A recent study from Harvard University found air pollution is linked to higher death rates associated with the respiratory disease Covid-19 caused by the SARS-CoV-2 virus. Living and breathing polluted air, particularly during times of increased vulnerability, may be putting the health and lives of Americans at risk.

“Air pollution is linked to greater risk of lung infection,” said American Lung Association President and CEO Harold Wimmer in a statement. “Protecting everyone from Covid-19 and other lung infections is an urgent reminder of the importance of clean air.”

In its 161-page State of the Air report, the American Lung Association analyzed ozone pollution and particle pollution data from 2016, 2017, and 2018 – all of which are among the five hottest years on record. Western counties were found to be experiencing record-breaking spikes in particle pollution, largely associated with climate-spurred wildfire seasons that have swept through the western US.

Particle pollution, also known as PM2.5, is made up of unhealthy particles from wildfires, wood-burning stoves, and coal-fired plants, among other sources. These microscopic particles can become lodged in the lungs to potentially enter the bloodstream, triggering asthma attacks and other respiratory impacts. During the timeframe analyzed, most cities saw an increase in number of days where the daily particular pollution detected was higher than average, while nine states reached the most number of days with above average PM2.5 ever reported, which were largely linked to California’s deadly 2018 wildfire season. 
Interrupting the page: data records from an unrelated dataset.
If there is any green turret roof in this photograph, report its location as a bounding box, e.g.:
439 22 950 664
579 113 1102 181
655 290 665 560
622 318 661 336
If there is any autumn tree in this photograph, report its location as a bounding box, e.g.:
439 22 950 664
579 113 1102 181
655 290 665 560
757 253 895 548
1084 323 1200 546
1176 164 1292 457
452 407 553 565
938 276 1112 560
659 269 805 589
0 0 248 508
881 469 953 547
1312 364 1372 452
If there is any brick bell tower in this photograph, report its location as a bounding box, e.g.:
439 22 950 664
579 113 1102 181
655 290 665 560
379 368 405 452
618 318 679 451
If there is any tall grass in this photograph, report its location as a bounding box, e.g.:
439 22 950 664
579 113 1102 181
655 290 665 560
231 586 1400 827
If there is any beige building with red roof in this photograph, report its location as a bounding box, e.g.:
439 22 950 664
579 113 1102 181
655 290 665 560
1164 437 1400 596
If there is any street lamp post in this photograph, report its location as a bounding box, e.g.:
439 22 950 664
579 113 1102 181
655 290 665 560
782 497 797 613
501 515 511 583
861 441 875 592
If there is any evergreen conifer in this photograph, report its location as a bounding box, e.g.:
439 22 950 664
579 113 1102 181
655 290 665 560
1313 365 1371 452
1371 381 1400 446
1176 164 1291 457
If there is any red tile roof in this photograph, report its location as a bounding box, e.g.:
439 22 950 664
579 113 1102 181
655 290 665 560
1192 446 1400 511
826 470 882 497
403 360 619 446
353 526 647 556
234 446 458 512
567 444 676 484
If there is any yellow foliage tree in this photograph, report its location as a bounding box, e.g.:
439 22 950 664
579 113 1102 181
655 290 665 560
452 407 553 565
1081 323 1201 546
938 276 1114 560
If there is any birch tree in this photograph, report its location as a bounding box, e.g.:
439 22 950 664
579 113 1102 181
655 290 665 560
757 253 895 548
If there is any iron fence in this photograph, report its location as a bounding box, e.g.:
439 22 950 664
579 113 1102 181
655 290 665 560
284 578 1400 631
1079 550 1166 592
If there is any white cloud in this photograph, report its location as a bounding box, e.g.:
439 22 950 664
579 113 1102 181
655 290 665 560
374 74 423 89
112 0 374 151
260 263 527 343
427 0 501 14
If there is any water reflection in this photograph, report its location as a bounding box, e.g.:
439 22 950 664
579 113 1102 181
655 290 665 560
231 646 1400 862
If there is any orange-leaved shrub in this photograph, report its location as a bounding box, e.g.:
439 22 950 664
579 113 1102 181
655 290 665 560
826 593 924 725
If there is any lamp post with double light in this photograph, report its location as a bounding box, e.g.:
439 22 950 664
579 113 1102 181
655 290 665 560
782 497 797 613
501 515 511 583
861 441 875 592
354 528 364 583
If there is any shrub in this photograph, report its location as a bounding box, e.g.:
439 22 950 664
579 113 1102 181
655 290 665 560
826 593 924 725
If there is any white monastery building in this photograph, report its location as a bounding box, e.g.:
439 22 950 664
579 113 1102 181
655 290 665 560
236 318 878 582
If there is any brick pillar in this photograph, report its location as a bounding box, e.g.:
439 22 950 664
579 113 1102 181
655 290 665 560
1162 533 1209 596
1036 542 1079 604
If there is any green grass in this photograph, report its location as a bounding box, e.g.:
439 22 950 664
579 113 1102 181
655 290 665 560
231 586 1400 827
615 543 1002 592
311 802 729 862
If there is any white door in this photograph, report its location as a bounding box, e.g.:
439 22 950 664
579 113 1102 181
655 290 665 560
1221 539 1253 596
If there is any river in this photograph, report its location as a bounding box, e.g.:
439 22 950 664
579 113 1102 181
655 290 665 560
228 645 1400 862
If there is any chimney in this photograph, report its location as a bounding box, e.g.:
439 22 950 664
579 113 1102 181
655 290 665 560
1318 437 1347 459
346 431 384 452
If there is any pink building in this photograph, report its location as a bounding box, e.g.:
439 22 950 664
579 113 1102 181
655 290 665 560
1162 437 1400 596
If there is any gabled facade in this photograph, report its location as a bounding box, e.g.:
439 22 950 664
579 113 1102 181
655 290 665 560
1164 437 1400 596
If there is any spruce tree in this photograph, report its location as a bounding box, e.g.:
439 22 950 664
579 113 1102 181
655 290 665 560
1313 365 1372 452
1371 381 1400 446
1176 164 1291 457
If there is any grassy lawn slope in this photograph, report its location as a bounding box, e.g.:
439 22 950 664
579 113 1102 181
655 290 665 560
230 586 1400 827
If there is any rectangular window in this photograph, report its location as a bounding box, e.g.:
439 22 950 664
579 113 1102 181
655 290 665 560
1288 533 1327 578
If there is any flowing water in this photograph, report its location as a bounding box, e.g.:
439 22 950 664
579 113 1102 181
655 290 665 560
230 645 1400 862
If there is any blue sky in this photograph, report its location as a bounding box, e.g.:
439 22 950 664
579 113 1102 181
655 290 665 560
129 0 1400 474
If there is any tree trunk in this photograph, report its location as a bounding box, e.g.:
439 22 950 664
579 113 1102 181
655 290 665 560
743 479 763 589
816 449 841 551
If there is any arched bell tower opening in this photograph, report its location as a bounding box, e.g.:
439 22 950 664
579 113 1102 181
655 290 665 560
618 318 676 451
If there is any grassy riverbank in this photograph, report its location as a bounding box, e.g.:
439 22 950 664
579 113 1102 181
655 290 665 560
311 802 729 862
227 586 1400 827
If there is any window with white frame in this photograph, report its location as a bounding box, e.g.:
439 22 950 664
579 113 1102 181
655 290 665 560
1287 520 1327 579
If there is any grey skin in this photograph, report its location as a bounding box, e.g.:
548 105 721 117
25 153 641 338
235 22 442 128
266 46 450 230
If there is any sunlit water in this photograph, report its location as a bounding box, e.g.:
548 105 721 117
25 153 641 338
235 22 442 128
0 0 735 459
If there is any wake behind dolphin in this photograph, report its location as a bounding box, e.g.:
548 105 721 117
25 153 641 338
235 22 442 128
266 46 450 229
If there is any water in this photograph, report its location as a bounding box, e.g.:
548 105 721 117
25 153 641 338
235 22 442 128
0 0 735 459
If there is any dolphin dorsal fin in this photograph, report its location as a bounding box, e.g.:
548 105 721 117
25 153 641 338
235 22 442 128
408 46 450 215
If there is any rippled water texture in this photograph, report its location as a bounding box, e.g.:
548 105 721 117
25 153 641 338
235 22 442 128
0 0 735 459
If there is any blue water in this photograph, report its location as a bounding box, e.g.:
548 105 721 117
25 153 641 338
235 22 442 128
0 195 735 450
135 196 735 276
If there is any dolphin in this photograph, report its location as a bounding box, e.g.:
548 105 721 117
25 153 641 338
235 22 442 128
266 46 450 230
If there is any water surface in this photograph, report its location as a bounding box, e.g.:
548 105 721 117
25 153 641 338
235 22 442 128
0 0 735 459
Worst US Cities By Daily Particle Pollution Average

1. Fresno-Madera-Hanford, California

2. Bakersfield, California

3. San Jose-San Francisco-Oakland, California

4. Fairbanks, Alaska

5. Yakima, Washington

6. Los Angeles-Long Beach, California

7. Missoula, Montana

8. Redding-Red Bluff, California

9. Salt Lake City-Provo-Orem, Utah

10. Phoenix-Mesa, Arizona

 Worst US Cities For Annual Particle Pollution

1. Bakersfield, California

2. Fresno-Madera-Hanford, California

3. Visalia, California

4. Los Angeles-Long Beach, California

5. San Jose-San Francisco-Oakland, California

6. Fairbanks, Alaska

7. Phoenix-Mesa, Arizona

8. El Centro, California

9. Pittsburgh-New Castle-Weirton, PA-OH-WV

10. Detroit-Warren-Ann Arbor, Michigan

Ozone pollution, also known as smog, is a respiratory irritant that can cause shortness of breath and respiratory issues as well as shorten lifespan. Warmer temperatures associated with climate change can drive the formation of ozone pollution and make it more difficult to clean up. Across the nation, more than 137 million people live in an area with what is considered a “failing grade” for ozone pollution.
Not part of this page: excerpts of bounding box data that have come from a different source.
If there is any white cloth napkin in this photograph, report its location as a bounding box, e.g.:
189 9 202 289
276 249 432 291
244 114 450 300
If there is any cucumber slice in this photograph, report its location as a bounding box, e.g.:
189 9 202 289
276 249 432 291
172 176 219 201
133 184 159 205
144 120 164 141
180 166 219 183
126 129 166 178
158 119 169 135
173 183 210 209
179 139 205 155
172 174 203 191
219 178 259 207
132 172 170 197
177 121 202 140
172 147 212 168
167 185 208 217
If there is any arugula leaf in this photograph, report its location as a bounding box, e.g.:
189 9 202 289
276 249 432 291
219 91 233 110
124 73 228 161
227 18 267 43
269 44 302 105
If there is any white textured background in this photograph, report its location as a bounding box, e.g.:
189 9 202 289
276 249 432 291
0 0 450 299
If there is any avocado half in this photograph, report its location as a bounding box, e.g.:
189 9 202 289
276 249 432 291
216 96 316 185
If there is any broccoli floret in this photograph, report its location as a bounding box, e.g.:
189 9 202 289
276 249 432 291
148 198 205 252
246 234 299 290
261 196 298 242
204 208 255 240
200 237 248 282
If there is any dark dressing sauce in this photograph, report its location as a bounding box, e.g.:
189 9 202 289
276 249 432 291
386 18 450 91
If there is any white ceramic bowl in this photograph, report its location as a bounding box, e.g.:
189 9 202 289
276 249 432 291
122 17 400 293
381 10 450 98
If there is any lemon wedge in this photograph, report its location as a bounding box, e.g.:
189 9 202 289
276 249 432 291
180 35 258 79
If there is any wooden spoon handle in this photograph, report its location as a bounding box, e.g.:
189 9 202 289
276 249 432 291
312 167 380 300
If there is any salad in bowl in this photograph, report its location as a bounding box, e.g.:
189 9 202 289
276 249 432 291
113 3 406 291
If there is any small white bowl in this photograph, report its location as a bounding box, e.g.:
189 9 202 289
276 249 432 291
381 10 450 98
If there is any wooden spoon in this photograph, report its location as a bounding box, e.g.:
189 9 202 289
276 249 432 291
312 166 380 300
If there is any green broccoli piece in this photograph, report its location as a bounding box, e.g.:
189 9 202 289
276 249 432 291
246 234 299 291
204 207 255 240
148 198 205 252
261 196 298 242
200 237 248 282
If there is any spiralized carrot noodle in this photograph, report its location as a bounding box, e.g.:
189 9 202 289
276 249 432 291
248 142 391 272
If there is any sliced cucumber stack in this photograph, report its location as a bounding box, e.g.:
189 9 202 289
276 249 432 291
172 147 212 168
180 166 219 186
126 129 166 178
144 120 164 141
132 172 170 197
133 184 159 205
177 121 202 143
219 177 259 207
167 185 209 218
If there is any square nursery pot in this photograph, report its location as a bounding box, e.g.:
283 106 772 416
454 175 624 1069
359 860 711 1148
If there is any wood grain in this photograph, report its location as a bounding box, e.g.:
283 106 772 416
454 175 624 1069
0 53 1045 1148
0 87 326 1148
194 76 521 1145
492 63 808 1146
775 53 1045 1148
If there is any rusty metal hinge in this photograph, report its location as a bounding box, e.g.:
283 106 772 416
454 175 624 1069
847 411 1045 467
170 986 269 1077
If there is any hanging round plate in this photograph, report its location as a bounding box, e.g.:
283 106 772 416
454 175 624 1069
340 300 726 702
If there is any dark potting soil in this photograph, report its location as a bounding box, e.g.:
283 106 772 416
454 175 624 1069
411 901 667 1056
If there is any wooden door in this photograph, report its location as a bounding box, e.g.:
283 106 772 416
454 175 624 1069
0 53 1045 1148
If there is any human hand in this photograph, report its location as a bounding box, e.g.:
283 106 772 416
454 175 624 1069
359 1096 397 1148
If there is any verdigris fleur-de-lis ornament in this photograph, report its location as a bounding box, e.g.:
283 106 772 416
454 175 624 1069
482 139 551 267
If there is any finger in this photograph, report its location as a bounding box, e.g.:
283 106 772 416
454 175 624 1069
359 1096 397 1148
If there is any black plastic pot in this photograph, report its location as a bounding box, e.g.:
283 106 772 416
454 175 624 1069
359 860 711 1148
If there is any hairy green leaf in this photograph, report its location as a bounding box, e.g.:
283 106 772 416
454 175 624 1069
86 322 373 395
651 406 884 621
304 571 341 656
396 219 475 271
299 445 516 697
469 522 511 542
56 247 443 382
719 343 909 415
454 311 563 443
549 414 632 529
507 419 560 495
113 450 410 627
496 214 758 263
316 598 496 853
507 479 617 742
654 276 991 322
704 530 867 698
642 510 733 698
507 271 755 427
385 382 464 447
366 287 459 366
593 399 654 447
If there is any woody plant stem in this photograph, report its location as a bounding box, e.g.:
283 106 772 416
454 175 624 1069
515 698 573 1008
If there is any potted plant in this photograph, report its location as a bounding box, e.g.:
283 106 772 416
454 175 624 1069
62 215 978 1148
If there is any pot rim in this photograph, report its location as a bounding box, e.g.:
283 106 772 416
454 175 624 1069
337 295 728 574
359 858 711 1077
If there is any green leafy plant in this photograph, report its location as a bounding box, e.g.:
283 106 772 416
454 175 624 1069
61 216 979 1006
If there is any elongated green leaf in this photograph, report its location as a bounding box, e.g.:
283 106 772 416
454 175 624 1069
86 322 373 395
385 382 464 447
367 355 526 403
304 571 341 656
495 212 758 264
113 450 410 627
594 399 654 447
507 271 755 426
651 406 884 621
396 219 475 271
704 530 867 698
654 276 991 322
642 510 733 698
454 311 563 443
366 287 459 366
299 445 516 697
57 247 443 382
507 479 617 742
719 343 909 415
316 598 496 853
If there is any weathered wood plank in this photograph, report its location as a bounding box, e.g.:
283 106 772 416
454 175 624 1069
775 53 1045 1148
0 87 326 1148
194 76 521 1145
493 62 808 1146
Top 10 Most Ozone-Polluted Cities

1. Los Angeles-Long Beach, California

2. Visalia, California

3. Bakersfield, California

4. Fresno-Madera-Hanford, California

5. Sacramento-Roseville, California

6. San Diego-Chula Vista-Carlsbad, California

7. Phoenix-Mesa, Arizona

8. San Jose-San Francisco-Oakland, California

9. Las Vegas-Henderson, Nevada

10. Denver-Aurora, Colorado

Air quality has improved in some communities, among them the San Francisco Bay Area, which experienced less ozone air pollution than previously recorded. The nation’s four cleanest cities were those that did not experience high ozone or particle pollution days and also saw the lowest annual particle pollution levels.
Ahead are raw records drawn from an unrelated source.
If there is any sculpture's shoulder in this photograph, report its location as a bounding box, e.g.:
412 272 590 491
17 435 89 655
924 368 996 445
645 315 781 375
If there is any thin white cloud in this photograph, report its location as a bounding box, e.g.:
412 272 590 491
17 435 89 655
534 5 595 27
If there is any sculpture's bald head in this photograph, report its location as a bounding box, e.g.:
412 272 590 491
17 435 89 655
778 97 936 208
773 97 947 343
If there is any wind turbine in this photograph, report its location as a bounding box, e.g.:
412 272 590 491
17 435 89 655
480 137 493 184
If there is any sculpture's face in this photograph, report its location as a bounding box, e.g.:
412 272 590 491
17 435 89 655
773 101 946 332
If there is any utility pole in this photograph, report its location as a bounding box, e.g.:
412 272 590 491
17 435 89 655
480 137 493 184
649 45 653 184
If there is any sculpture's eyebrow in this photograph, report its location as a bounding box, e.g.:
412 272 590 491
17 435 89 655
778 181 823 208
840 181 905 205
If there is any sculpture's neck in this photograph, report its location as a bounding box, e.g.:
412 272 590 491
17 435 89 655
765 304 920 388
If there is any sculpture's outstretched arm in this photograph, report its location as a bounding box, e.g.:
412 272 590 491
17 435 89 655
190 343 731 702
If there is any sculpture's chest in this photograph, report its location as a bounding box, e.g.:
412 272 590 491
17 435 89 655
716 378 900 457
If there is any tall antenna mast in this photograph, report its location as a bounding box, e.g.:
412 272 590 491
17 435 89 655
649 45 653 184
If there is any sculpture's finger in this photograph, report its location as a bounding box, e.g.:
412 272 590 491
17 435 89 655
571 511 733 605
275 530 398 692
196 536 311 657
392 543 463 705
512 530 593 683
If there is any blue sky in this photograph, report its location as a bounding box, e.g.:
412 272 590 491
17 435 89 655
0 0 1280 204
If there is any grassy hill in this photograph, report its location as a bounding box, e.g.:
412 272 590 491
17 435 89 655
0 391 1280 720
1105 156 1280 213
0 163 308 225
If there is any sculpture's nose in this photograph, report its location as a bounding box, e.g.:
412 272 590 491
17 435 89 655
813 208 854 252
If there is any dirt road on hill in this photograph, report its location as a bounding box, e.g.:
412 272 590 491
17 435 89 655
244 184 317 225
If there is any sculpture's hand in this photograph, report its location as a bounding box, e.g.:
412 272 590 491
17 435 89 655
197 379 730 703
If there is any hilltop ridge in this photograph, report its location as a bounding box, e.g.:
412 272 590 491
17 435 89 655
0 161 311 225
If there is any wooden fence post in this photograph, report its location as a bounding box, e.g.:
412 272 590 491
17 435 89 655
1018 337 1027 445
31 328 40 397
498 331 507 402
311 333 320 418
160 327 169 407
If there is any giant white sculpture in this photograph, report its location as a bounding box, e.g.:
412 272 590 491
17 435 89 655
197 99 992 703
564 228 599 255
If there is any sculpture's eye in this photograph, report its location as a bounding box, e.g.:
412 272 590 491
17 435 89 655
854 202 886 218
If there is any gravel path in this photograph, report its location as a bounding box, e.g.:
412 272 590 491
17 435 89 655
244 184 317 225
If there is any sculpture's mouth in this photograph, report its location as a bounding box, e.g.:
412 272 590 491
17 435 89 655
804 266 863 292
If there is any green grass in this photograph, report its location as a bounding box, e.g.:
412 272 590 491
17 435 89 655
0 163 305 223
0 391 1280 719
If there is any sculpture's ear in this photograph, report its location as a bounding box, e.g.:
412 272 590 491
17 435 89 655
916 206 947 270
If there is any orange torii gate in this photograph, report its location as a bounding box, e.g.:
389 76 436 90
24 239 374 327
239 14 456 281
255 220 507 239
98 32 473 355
Cleanest US Cities (not ranked)

  • Bangor, Maine
  • Burlington-South Burlington-Barre, Vermont
  • Honolulu, Hawaii
  • Wilmington, North Carolina

Even so, the report notes that many Americans are still breathing unhealthy air that affects everyone, particularly vulnerable populations like children, the elderly, and people living with underlying health conditions such as asthma and lung disease.

“The science is clear: the nation needs stronger limits on ozone and particle pollution to safeguard health, especially for children and people with lung disease. Every family has the right to breathe healthy air – and the right to know when air pollution levels are unhealthy,” concluded Wimmer.